For the 5 to 10 percent of Americans who have dyslexia, reading can be a maddening experience of flipped, reversed, or unrecognizable letters. “It’s total frustration. You read a word and one letter is turned around so the whole thing doesn’t make sense,” said Christian Boer, who has dyslexia. “Your eyes scan the word again and again trying to comprehend it.”
Boer, a graphic designer based in the Netherlands, decided to design his own font specifically for those with dyslexia called Dyslexie, which was recently made available for free download on his website (watch the video below to see what it looks like). Other designers have created another new font called OpenDyslexic, which can also be downloaded for free.
Both are based on similar concepts that potentially make it easier to discern letters — such as wider spacing between letters and weighted bottoms to indicate direction — and help those with dyslexia not confuse an “n” with a “u,” for example.
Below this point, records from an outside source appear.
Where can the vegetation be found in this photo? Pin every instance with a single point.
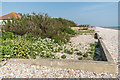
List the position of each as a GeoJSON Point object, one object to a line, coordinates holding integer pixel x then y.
{"type": "Point", "coordinates": [85, 31]}
{"type": "Point", "coordinates": [39, 35]}
{"type": "Point", "coordinates": [85, 55]}
{"type": "Point", "coordinates": [79, 53]}
{"type": "Point", "coordinates": [80, 58]}
{"type": "Point", "coordinates": [42, 25]}
{"type": "Point", "coordinates": [63, 56]}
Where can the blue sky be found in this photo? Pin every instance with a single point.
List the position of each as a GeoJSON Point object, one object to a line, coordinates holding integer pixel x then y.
{"type": "Point", "coordinates": [94, 13]}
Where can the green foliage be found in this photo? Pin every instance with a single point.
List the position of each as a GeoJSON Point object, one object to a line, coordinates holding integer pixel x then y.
{"type": "Point", "coordinates": [7, 35]}
{"type": "Point", "coordinates": [79, 53]}
{"type": "Point", "coordinates": [68, 51]}
{"type": "Point", "coordinates": [85, 55]}
{"type": "Point", "coordinates": [80, 58]}
{"type": "Point", "coordinates": [63, 56]}
{"type": "Point", "coordinates": [40, 25]}
{"type": "Point", "coordinates": [85, 31]}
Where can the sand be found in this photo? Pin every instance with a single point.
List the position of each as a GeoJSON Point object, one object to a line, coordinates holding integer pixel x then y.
{"type": "Point", "coordinates": [110, 39]}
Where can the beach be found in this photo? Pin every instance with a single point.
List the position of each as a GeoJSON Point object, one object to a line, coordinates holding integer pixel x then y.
{"type": "Point", "coordinates": [17, 70]}
{"type": "Point", "coordinates": [110, 39]}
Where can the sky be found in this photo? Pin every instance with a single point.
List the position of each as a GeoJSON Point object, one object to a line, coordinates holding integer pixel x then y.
{"type": "Point", "coordinates": [93, 13]}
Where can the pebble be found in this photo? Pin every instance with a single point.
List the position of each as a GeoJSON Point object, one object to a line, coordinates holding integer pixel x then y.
{"type": "Point", "coordinates": [17, 70]}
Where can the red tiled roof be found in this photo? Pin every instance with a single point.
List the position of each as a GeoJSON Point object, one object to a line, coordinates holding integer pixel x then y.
{"type": "Point", "coordinates": [11, 15]}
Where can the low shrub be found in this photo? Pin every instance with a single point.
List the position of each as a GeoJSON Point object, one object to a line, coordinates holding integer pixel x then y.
{"type": "Point", "coordinates": [40, 25]}
{"type": "Point", "coordinates": [79, 53]}
{"type": "Point", "coordinates": [80, 58]}
{"type": "Point", "coordinates": [63, 56]}
{"type": "Point", "coordinates": [85, 55]}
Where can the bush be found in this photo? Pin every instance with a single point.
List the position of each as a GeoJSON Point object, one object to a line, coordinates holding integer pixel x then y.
{"type": "Point", "coordinates": [7, 35]}
{"type": "Point", "coordinates": [63, 56]}
{"type": "Point", "coordinates": [85, 55]}
{"type": "Point", "coordinates": [79, 53]}
{"type": "Point", "coordinates": [80, 58]}
{"type": "Point", "coordinates": [40, 25]}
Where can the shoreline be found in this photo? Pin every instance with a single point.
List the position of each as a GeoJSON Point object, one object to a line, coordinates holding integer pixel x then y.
{"type": "Point", "coordinates": [116, 28]}
{"type": "Point", "coordinates": [110, 39]}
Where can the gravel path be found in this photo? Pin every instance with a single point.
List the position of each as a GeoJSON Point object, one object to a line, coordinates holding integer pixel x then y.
{"type": "Point", "coordinates": [110, 39]}
{"type": "Point", "coordinates": [16, 70]}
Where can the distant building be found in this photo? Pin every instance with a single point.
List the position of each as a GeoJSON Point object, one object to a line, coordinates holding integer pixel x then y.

“I’ve gotten a lot of positive reactions,” Boer said. “A woman who is 68 said it felt like her eyes were opened for the first time.” Parents have told him that their children finally feel comfortable reading books, albeit those that use the font in paper or electronic format.
Companies such as Shell, KLM, Citibank, Pixar, Nintendo, and Talpa have purchased his font for their workers to use.
While downloading a new font may seem like a simple fix for dyslexia, experts in the field caution that more research is needed to determine whether such a change really works.
“Formatting changes in general do make a difference,” said Matthew Schneps, a former astrophysicist who now directs the laboratory for visual learning at the Univerity of Massachusetts Boston. “It helps people with dyslexia read more quickly and comprehend better, but not everyone benefits.”
He published a study last year involving 103 Massachusetts high school students with dyslexia, which found that reading text on a small electronic screen — a few lines at a time — helped increase reading speed and comprehension compared to reading numerous lines of text at once on a book page or computer monitor. Schneps, who has dyslexia, designed the study after accidentally discovering that it was easier for him to read scientific papers on his smartphone.
Rigorous studies testing the new fonts designed for dyslexia are lacking, Schneps said. He is currently conducting research on teens and young adults to see whether fonts with weighted bottoms, less symmetrical shapes, and more spacing improves reading efficiency. The study will use eye tracking to see whether a word needs to be scanned more than once. Boer said French researchers are set to publish results on a similarly-designed study using his Dyslexie font within the next few months.
“Some people will find improvement with new fonts,” Schneps said, “while others won’t because there are different causes of dyslexia involving different brain regions.” But there’s no harm in people testing whether a font works for them individually by giving it a try, he added.
“For me, I prefer a font I’m more familiar with,” Schneps said. “But I’m old, and if I introduce something different, it’s hard for my brain to get used to.”